Ironically enough, this turns out to be something that I once knew and had since forgotten; following from those reminders I found, by way of Tolkien Gateway, that the relevant information is included in Richard West's TOLKIEN CRITICISM: AN ANNOTATED CHECKLIST , one of the very first Tolkien books I ever read** and for years my bible for tracking down other stuff (pieces by and about Tolkien). Under entry B109, page 34, RW gives Tolkien's reply to a query regarding whether he'd been influenced by Burroughs in his own writing:
"Source hunting is a great entertainment but I do not
myself think it is particularly useful. I did read many
of Edgar Rice Burroughs' earlier works, but I developed
a distaste for his Tarzan even greater than my distaste
for spiders. Spiders I had met long before Burroughs
began to write, and I do not think he is in any way
responsible for Shelob. At any rate I retain no memory
of the Siths or the Apt."
I haven't read Lupoff's book,*** but Doug points out that the Siths and Apt appear in the third of the John Carter books, which I also have not read (PRINCESS OF MARS being the only one I've read of that series).
So the evidence seems to be that Tolkien read a good deal of Burroughs' works but that like many readers gave up on the various series as they became increasingly formulaic. He definitely read a number of the Tarzan books and some of the Pellucidar books; there doesn't seem to be enough evidence to say whether he read any of the Mars books -- he might have read some and just happened to miss that one volume or he might have given them a pass altogether.
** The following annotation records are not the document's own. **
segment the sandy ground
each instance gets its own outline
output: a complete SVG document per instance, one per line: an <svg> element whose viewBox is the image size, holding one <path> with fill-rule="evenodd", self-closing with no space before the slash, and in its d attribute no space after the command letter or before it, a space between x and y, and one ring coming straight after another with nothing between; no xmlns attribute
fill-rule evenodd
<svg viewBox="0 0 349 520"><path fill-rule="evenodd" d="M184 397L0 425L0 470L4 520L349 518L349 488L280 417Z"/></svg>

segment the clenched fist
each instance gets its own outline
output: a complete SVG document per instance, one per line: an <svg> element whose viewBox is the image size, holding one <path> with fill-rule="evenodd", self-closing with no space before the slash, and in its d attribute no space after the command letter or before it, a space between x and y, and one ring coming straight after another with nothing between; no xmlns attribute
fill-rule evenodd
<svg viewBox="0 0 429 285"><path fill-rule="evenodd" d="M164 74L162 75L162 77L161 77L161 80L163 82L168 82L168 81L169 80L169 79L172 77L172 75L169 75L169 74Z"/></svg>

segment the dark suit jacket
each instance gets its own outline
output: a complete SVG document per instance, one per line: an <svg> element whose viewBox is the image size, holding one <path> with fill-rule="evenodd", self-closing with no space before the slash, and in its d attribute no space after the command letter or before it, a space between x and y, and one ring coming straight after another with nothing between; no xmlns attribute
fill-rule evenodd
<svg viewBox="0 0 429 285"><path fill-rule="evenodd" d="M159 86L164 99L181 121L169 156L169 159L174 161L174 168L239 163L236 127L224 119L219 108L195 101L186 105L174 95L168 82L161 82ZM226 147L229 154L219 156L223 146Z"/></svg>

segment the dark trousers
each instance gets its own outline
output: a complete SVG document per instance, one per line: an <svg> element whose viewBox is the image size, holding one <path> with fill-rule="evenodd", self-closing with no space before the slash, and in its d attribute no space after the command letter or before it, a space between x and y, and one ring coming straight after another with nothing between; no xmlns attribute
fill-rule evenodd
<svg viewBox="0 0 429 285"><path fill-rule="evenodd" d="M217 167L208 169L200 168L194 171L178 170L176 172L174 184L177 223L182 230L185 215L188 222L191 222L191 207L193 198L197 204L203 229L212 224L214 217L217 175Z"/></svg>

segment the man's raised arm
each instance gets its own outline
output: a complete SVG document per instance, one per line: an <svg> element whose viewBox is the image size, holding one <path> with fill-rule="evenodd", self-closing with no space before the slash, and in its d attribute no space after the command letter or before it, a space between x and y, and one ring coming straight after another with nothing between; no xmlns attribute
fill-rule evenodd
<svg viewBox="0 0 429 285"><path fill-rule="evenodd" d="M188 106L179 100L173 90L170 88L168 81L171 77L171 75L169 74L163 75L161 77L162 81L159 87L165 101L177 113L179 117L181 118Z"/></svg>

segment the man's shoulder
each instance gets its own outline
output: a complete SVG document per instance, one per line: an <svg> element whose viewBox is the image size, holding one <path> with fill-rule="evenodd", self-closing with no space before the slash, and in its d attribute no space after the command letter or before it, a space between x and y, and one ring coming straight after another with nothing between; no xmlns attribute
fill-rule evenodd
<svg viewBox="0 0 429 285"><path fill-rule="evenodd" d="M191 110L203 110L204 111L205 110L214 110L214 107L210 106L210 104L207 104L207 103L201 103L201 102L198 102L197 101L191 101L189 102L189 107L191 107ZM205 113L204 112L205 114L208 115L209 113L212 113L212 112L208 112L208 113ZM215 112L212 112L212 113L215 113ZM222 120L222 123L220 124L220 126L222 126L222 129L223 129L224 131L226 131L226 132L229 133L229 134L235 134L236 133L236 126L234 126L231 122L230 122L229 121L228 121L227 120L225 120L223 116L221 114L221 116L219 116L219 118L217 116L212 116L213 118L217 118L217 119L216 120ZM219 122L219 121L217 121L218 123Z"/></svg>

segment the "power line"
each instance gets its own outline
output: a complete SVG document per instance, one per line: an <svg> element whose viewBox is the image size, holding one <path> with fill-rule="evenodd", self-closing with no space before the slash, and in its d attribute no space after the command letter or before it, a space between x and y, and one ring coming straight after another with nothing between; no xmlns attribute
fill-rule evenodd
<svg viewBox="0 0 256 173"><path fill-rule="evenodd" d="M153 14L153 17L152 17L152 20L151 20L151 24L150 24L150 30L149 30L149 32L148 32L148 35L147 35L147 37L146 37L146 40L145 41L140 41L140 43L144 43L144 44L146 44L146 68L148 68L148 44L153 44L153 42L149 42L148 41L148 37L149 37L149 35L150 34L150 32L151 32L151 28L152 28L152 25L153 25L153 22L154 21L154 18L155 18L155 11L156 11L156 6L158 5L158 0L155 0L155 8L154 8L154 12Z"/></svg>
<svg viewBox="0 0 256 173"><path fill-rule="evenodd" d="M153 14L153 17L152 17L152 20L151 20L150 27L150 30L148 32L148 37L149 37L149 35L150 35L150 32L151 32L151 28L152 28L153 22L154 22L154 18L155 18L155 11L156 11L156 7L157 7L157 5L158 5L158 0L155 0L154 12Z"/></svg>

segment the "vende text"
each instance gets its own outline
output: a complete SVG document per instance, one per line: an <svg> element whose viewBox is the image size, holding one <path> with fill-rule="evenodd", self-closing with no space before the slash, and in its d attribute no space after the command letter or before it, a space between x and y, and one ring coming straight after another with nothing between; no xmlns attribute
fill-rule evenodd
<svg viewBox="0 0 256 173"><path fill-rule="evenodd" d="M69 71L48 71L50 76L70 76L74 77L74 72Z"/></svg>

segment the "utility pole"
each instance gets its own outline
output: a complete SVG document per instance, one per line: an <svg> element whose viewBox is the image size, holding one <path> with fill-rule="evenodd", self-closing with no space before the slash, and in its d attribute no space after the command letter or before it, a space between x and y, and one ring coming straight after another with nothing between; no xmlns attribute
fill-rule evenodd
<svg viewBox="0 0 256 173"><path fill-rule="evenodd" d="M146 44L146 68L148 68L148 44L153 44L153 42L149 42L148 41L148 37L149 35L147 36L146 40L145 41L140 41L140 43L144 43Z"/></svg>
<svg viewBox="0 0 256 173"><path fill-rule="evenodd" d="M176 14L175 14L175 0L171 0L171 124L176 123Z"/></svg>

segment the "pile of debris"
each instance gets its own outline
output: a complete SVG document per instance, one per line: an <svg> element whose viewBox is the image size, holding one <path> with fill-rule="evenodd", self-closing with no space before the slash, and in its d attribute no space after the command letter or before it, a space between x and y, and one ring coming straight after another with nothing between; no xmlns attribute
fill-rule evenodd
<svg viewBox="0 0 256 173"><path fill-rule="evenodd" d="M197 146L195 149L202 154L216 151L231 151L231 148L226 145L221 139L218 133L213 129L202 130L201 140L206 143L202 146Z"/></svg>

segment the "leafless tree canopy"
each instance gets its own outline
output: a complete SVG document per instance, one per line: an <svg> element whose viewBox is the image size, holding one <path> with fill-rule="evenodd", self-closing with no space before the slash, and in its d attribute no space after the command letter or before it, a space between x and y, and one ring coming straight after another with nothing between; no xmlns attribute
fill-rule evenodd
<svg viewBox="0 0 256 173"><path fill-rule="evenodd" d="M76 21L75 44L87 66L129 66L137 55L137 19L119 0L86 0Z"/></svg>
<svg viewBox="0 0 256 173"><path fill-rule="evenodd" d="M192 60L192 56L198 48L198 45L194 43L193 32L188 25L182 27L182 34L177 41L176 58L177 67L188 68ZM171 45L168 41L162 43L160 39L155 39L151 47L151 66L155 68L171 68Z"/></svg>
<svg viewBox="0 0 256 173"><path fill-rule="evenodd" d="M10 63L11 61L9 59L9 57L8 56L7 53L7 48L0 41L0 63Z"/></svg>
From what I have read of Burroughs' work, I have to agree with Tolkien that I don't see any influence on the Middle-earth stories, but admittedly there's a lot of Burroughs I haven't read so I may be missing something. Still it's nice to be able to confirm another bit of Tolkien's reading and his awareness of his contemporaries.
*thanks to Doug for pointing this out, and to both Doug and Charles for providing me with the quote.
**this is back in the day when there were only five books out about JRRT: Isaacs & Zimbardo, Ready, Carter, West, and Kocher, with a sixth (Ryan) reported to be out there but which none of us had ever seen.